Submitted to: Archives of Biochemistry and Biophysics
Publication Type: Peer Reviewed Journal
Publication Acceptance Date: 3/30/2006
Publication Date: 5/5/2006
Citation: Li, C., Wang, D., Portis Jr, A.R. 2006. Identification of critical arginine residues in the functioning of Rubisco activase. Archives Of Biochemistry and Biophysics. 450:176-182.

Interpretive Summary: The activity of Rubisco, the enzyme that captures carbon dioxide, often limits photosynthesis, the process by which plants use light energy from the sun to make carbohydrates for growth from carbon dioxide and water. Rubisco activity is maintained by another chloroplast protein, Rubisco activase. Rubisco activity might be increased to improve plant growth by altering its interaction with Rubisco. The activase protein is a member of a large AAA+ protein family in which highly conserved arginine residues have been shown in a few family members to play critical roles in their functioning. In this work, we used site-directed mutagenesis of homologous arginine residues in activase to show that several of them are also critical in the functioning of activase. This information will benefit scientists attempting to modify the properties of Rubisco and the activase in ways beneficial for increased photosynthesis by crop plants.

Technical Abstract: Rubisco activase is a member of the AAA+ family in which arginines located in the Box VII and Sensor 2 domains are a recurrent feature and typically contribute to ATP-binding/hydrolysis or an inter-subunit interface.

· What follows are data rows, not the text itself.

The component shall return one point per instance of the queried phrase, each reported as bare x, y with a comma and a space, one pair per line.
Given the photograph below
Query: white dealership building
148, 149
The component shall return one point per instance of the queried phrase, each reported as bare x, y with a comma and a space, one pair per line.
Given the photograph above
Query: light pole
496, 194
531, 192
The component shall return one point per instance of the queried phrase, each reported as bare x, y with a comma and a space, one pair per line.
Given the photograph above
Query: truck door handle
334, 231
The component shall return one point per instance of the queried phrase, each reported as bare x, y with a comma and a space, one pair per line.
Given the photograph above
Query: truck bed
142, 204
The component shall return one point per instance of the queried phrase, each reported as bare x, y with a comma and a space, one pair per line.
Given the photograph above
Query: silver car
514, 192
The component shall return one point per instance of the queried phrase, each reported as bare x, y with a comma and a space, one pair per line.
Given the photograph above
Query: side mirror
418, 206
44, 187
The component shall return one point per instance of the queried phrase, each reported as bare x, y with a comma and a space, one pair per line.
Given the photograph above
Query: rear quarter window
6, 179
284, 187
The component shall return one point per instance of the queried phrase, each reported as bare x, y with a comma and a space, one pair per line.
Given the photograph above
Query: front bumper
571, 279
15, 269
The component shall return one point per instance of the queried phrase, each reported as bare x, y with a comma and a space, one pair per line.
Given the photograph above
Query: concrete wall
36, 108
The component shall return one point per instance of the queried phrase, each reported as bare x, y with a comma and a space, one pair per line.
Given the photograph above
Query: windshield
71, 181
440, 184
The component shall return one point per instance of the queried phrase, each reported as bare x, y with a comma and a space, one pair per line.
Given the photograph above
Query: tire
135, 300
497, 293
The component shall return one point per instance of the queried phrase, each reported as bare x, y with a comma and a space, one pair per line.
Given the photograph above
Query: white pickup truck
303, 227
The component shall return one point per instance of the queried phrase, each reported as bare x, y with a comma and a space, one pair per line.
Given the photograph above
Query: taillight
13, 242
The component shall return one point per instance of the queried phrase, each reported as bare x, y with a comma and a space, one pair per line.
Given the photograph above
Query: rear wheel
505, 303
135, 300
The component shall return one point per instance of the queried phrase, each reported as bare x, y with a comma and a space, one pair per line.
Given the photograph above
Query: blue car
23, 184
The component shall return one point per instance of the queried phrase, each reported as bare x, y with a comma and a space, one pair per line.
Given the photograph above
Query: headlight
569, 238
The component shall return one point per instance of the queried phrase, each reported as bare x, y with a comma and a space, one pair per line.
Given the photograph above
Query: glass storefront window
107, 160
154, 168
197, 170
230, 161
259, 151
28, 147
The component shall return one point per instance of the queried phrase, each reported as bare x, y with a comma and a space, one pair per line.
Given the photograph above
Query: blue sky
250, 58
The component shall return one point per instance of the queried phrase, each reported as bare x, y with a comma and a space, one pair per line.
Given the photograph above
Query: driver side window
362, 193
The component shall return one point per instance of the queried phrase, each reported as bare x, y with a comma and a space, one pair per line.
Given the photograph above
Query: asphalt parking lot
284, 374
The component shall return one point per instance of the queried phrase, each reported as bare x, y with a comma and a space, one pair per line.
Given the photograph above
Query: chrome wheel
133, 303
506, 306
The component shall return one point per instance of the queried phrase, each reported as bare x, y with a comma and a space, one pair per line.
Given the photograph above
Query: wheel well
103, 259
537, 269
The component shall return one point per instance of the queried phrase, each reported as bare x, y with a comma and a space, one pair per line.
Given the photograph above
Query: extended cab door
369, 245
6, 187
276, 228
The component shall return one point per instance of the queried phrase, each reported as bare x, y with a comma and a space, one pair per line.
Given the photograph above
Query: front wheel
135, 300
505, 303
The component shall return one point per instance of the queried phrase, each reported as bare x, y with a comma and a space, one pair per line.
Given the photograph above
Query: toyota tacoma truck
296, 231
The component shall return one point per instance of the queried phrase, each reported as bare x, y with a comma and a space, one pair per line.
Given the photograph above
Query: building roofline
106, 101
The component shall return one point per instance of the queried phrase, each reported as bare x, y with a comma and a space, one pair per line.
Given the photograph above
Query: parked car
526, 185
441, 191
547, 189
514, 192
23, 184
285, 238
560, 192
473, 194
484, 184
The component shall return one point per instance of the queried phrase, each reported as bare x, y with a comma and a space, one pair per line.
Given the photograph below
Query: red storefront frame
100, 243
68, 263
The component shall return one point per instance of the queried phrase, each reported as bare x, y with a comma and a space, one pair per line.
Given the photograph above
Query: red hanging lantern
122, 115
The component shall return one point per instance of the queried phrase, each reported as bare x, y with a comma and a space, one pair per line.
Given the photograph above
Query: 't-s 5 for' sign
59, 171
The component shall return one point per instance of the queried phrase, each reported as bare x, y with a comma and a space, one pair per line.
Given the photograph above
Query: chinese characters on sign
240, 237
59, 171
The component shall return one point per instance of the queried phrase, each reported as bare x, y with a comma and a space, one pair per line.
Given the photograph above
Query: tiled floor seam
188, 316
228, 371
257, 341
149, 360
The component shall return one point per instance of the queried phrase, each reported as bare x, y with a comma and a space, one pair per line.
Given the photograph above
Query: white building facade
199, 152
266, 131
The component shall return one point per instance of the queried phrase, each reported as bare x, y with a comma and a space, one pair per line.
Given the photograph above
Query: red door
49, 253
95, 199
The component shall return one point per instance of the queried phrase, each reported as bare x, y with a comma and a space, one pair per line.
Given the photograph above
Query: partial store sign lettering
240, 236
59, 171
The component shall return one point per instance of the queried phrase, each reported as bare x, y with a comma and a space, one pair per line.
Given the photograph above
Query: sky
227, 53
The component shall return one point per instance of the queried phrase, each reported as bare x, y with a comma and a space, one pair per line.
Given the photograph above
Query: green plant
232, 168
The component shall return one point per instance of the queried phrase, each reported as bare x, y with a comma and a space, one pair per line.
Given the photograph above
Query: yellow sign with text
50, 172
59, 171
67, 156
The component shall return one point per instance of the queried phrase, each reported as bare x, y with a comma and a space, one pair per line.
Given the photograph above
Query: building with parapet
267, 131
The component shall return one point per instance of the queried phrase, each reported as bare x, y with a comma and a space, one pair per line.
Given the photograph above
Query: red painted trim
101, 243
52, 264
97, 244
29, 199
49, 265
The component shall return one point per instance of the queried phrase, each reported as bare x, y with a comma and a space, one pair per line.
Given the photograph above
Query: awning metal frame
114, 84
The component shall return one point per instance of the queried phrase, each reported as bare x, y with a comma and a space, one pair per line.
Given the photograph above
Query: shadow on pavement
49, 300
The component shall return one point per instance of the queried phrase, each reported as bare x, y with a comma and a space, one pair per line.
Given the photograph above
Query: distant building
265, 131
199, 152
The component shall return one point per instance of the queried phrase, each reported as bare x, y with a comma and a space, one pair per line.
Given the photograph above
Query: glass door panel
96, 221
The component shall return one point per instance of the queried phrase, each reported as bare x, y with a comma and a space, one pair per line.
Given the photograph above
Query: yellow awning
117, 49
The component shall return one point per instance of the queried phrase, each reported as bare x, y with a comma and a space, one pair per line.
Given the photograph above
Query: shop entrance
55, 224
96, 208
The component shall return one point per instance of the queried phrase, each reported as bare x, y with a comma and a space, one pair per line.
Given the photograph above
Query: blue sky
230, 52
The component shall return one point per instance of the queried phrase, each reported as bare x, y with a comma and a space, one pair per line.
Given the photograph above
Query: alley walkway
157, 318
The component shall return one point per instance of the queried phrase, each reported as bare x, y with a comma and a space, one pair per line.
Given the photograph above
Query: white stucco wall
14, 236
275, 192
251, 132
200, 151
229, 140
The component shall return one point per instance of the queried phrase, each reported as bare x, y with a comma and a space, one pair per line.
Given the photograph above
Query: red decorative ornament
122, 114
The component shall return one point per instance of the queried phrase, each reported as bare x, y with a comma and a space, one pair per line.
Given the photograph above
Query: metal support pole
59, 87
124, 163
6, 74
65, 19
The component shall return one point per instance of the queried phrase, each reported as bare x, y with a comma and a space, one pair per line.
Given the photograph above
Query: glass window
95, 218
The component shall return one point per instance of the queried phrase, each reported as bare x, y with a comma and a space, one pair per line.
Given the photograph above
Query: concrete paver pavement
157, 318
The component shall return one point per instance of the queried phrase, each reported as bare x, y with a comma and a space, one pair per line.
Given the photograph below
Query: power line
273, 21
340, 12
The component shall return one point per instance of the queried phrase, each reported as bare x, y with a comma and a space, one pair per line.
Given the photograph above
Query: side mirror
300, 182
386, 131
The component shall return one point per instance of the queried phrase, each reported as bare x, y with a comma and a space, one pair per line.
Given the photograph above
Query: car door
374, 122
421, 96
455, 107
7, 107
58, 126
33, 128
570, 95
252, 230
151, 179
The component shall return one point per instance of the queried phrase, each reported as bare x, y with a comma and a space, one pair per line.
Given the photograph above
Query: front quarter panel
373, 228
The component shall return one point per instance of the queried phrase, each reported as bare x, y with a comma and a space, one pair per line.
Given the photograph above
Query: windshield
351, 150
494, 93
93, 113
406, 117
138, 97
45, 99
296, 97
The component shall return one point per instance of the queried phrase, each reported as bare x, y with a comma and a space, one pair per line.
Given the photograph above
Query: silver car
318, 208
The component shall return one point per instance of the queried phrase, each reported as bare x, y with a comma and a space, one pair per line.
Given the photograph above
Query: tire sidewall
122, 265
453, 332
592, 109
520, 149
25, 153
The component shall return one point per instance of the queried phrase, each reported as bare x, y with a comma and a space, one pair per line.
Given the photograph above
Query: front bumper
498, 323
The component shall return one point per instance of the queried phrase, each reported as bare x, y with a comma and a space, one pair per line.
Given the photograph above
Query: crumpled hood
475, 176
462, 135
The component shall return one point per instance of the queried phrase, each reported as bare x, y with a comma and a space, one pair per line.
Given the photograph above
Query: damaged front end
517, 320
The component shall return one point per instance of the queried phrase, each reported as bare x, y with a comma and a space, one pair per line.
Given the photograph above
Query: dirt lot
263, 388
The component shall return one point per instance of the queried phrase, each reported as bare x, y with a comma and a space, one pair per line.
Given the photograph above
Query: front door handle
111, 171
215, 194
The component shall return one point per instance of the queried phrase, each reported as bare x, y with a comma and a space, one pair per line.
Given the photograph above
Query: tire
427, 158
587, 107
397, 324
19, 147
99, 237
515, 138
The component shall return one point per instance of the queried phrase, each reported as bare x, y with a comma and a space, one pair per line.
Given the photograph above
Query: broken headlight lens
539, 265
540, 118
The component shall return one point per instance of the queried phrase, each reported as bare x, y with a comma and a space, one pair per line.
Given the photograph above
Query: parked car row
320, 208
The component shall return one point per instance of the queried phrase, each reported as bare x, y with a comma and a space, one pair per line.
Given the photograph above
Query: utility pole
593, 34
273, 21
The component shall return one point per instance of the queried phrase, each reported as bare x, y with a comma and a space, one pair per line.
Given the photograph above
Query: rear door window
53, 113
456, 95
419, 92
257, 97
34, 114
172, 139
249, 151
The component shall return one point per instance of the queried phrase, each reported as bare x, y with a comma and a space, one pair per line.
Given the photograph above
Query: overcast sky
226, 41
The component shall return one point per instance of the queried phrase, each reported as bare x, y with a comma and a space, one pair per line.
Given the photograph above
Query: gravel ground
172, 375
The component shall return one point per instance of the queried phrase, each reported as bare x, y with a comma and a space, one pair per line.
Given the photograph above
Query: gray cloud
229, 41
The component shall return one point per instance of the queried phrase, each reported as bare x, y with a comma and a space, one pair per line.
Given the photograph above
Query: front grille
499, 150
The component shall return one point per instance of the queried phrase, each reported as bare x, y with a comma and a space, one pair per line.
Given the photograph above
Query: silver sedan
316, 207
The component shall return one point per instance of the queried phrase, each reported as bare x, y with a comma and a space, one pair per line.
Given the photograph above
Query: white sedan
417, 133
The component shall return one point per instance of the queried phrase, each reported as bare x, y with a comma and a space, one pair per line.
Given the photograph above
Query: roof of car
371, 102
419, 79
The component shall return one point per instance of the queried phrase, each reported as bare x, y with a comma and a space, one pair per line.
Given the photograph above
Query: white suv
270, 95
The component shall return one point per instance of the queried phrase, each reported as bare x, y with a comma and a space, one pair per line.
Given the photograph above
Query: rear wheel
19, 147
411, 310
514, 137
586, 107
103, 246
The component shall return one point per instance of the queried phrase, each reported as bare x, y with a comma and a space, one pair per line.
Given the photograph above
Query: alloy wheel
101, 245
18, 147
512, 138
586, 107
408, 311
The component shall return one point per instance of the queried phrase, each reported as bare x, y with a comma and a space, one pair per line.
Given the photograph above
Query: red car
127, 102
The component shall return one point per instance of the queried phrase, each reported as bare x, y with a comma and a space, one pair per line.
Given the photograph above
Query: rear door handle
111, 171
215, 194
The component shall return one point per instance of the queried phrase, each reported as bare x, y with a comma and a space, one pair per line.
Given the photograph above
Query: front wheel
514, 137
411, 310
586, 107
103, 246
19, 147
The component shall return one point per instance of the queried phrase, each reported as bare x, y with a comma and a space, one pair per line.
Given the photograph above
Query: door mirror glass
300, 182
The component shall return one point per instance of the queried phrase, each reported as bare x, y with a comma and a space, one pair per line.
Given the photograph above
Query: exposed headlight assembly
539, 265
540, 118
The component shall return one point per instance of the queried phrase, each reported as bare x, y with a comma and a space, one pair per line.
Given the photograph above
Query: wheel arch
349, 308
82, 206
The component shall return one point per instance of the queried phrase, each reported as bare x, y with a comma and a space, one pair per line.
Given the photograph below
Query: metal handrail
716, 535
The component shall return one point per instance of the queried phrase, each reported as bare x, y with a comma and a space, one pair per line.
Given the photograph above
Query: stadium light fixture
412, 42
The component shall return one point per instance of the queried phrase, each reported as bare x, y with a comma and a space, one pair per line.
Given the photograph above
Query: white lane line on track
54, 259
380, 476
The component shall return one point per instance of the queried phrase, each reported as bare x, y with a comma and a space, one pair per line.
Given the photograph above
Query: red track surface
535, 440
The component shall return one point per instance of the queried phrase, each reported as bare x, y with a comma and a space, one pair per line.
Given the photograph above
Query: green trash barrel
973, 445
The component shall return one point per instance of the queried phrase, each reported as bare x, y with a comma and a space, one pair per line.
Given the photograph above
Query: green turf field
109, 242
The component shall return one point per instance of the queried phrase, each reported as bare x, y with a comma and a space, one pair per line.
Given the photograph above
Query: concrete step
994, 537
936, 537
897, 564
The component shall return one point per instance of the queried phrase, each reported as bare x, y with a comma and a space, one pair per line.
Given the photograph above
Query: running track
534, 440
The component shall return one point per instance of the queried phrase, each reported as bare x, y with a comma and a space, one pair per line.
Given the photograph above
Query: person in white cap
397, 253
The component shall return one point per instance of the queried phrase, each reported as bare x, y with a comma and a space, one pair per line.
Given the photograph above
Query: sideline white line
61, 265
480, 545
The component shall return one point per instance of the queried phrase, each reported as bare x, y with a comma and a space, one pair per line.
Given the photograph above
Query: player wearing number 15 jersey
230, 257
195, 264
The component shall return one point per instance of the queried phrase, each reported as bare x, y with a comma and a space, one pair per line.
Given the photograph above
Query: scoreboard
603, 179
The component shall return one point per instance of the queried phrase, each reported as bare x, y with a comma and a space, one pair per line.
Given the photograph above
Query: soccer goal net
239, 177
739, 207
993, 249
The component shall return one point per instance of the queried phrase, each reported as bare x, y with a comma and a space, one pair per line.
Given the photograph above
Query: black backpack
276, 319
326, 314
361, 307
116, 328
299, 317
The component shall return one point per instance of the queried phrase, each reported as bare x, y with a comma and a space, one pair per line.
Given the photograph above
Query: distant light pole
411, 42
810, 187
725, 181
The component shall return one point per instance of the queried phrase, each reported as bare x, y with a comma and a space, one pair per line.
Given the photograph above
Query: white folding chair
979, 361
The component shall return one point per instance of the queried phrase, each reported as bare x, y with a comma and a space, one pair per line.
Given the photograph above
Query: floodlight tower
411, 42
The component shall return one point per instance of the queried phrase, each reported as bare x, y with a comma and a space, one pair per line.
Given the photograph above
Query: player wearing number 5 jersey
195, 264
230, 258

Replacement of R241 or R244 in Box VII or R294 or R296 in Sensor 2 with alanine in tobacco activase did not greatly alter the binding of ATP or ADP. However, ATP hydrolysis was minimal (R241A and R244A) or greatly diminished (R296A) and none of these mutants were able to activate Rubisco. R241, R244 and R296 were also required for nucleotide-dependent conformational changes detected by intrinsic fluorescence and limited proteolysis which may be associated with changes in oligomerization. However a nucleotide-dependent increase in the apparent molecular mass of a spinach R239A mutant occurred in the absence of both ATP hydrolysis activity and an intrinsic fluorescence increase which raises questions in interpreting previous correlations between these parameters.